Earlier investigators have accepted the Meeh formula as applying to all types of animals, but later investigations proved that in many instances this formula gave very erroneous results^[1]. BSA in dogs has been established as 10.1 × BW^2/3 × 10^-4, and for cats as 10 x BW^2/3 × 10^-49. Trowbridge, Moulton, and Haigh^[1] published a number of measurements of the BSA of cattle and calculated the constant for the Meeh formula. Their constants varied from 7.319 to 10.74, depending on the age and the degree of fatness of the animals^[1].

Other estimating formulas exist, some of them using a different exponent than the one proposed by Meeh, such as those by Mitchell (1928) (0.09 x W^0.69), Brody (1945) (0.14 x W^0.57) and Johnson et al. (1961) (0.235 x W^0.49) (all cited in Berman, 2003). Moulton’s formula for fat cattle is 0.158 x W^5/8 and 0.1186 x W^5/9 for other species^[1] Hogan and Skouby^[2] considered that the surface area of cattle could not be accurately calculated as a power function of weight, and they therefore developed a formula to estimate BSA in cattle and swine, in which both weight and body length were factors. Their formula is BSA = W^0.4 x BL^0.6 x K, in which W is the live weight in kilograms, BL the length of the body in centimetres, and K a constant (217 for cattle and 175 for swine).

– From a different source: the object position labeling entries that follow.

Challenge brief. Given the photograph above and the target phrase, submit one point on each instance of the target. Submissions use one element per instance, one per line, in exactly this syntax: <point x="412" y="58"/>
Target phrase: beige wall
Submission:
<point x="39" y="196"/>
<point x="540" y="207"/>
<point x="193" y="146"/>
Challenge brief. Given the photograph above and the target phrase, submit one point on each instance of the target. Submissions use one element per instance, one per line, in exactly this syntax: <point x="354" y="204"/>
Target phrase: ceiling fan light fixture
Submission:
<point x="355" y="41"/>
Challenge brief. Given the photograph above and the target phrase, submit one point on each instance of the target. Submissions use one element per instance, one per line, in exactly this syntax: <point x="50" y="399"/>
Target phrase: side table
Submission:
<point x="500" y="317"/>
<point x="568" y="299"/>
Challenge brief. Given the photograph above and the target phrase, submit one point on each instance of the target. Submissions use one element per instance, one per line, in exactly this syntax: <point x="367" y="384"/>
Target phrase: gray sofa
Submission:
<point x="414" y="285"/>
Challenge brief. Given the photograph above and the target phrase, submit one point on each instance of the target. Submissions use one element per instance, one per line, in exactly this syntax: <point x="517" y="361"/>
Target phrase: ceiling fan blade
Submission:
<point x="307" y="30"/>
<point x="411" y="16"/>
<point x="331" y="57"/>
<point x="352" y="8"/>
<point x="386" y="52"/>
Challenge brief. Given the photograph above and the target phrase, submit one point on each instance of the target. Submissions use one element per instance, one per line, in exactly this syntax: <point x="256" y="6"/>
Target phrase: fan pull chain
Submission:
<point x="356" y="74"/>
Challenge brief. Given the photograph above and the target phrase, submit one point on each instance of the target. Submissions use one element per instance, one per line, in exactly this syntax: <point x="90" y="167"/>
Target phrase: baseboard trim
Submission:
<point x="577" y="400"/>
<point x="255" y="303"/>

Evidently these formulas will all give different results, but this research does not intend to debate about which formula may or may not be better. The problem is that they are based on BW, and its correct and accurate estimation is difficult under field condition production systems, due to normal lack of weighing devices. This is why my hypothesis is to find another trait for an easy-to-take measurement for a reliable “in vivo” BSA estimation in cattle, such as BL. For this purpose, we studied BSA from skins obtained in a commercial abattoir, applying linear geometry by means of a capturing-area program, and from this considered “real BSA value”, investigating correlations with other body traits and the other predictive formulas previously cited.

Materials and Methods

Animals

During commercial slaughter of cattle in an industrial abattoir the skin is normally removed in one piece, excluding the part of the head and lower legs. A total of 40 skins from an abattoir (20 males and 20 females) aged between 205 and 396 days were studied. Animals belonged to typical European meat breeds, such as Pyrenean Brown, Charollais and Limousine, and their crosses. All of them were in good body condition and none presented apparent skin abnormalities.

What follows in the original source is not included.